ラクトフェリンと腸内フローラ

人間や動物の腸内にはさまざまな菌が住んでおり、その菌がまるでお花畑のように腸に生息している様子から腸内フローラと呼ばれています。

 

そこに住む菌は、大きく二つに分けられます。菌が住む腸の持ち主である人間や動物にとって有益な善玉菌と、有害な悪玉菌です。善玉菌と悪玉菌は、腸内フローラで自分たちが生息する面積を増やそうと、日々勢力争いをしています。

 

ビフィズス菌や乳酸菌に代表される善玉菌が優勢であれば、免疫力が上がり感染症を予防したり消化吸収や腸の動きが促進されます。ウェルシュ菌や大腸菌に代表される悪玉菌が優勢になると、腸内で腐敗が起こり体調不良や悪臭の原因になったり発がん性物質が生成されます。

 

そこで、腸内フローラを善玉菌優勢にする作用があるとして注目されているのがラクトフェリンです。
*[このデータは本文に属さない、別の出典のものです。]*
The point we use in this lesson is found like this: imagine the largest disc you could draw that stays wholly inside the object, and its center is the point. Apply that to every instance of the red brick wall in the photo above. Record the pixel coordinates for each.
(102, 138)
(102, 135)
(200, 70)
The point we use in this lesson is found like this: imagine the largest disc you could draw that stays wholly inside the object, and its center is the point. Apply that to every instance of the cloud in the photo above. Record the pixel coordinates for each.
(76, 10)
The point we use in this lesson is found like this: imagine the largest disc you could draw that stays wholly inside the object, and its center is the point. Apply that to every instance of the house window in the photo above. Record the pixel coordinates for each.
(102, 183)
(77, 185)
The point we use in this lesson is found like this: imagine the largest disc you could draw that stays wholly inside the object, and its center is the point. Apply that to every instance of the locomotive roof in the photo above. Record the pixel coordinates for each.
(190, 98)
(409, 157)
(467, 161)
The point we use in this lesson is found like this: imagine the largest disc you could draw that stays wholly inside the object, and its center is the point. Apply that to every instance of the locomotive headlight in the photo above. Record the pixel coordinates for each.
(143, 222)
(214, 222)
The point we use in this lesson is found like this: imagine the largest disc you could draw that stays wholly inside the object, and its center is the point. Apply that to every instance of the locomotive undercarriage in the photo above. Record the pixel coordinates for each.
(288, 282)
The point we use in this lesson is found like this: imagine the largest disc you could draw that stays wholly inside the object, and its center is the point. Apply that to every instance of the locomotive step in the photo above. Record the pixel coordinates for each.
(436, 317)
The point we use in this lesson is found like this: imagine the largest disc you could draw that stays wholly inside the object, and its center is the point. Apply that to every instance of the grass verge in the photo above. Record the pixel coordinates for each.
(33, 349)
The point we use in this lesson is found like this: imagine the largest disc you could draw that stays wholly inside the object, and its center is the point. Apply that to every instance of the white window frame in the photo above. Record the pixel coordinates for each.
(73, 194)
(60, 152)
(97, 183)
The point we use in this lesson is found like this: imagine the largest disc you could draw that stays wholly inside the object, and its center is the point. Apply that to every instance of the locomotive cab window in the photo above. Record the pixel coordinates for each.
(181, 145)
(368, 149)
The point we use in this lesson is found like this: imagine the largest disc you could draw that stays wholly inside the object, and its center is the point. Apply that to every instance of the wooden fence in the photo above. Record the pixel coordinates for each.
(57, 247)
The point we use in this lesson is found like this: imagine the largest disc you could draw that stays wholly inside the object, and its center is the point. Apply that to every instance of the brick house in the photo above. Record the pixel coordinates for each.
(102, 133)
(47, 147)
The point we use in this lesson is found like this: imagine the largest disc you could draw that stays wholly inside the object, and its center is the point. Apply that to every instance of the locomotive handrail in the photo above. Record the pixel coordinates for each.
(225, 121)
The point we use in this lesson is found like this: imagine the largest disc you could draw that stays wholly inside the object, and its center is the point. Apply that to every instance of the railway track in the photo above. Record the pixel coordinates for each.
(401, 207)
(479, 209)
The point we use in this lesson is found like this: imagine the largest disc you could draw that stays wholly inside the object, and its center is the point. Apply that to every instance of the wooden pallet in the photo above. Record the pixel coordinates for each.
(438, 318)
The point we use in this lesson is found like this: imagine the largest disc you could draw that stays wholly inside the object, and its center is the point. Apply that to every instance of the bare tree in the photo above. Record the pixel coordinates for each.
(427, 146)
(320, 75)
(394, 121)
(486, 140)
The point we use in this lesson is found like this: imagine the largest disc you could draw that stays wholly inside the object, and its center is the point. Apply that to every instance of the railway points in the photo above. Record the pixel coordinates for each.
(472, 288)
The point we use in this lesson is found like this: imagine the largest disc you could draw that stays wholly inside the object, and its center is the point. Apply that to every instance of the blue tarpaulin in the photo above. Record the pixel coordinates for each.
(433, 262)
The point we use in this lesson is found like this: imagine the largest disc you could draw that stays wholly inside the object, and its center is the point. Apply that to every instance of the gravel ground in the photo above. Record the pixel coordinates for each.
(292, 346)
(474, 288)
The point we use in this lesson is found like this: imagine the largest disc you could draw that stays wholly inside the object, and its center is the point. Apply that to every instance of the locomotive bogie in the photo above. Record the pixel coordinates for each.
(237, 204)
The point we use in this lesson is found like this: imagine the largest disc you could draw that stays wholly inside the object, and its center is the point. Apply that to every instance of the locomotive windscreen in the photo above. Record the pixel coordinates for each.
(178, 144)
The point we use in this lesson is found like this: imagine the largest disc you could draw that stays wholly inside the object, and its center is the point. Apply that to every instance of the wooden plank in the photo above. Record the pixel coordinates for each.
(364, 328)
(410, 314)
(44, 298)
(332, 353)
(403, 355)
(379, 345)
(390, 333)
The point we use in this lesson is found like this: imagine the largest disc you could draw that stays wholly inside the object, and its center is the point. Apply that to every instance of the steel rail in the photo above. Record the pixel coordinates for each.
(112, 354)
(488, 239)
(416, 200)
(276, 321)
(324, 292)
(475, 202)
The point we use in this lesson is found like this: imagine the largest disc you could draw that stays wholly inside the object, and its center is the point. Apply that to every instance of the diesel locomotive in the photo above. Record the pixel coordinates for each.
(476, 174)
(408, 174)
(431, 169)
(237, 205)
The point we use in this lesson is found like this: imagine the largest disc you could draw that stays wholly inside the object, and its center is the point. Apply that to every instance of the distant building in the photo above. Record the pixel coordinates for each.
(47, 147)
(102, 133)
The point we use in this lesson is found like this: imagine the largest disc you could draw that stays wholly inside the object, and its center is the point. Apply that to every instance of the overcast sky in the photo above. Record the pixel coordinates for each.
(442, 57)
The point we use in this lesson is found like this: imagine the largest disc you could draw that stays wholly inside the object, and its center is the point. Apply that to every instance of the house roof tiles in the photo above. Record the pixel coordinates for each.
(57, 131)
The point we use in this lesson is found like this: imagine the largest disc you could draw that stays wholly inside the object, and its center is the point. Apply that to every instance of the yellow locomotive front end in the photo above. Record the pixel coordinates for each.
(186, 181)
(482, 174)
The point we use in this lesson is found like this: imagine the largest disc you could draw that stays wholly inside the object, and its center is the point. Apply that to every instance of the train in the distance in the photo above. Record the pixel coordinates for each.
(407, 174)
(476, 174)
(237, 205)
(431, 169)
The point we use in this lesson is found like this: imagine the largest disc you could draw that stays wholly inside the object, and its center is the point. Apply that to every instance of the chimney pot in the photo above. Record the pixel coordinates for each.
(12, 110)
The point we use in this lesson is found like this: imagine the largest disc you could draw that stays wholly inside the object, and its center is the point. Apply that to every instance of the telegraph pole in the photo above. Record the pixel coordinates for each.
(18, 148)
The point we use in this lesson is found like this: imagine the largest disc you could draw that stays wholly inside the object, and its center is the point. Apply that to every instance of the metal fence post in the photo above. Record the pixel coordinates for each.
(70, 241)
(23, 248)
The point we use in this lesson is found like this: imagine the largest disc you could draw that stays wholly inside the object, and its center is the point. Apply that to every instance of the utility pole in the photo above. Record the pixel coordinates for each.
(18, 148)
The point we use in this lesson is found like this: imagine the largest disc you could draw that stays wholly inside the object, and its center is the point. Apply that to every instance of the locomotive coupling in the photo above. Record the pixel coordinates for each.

強い抗菌力を持つラクトフェリンは、母乳に多く含まれています。授乳を通してラクトフェリンを摂取することによって免疫力が未熟な新生児はさまざまな細菌から身を守っていると考えられています。ラクトフェリンを摂取することによって、その抗菌力は腸内フローラも影響を及ぼします。

 

しかし、ラクトフェリンは善玉菌に対してはその抗菌力は作用せず、悪玉菌に対してのみその抗菌力を発揮します。善玉菌に対しては、むしろ増殖を促してくれると考えられています。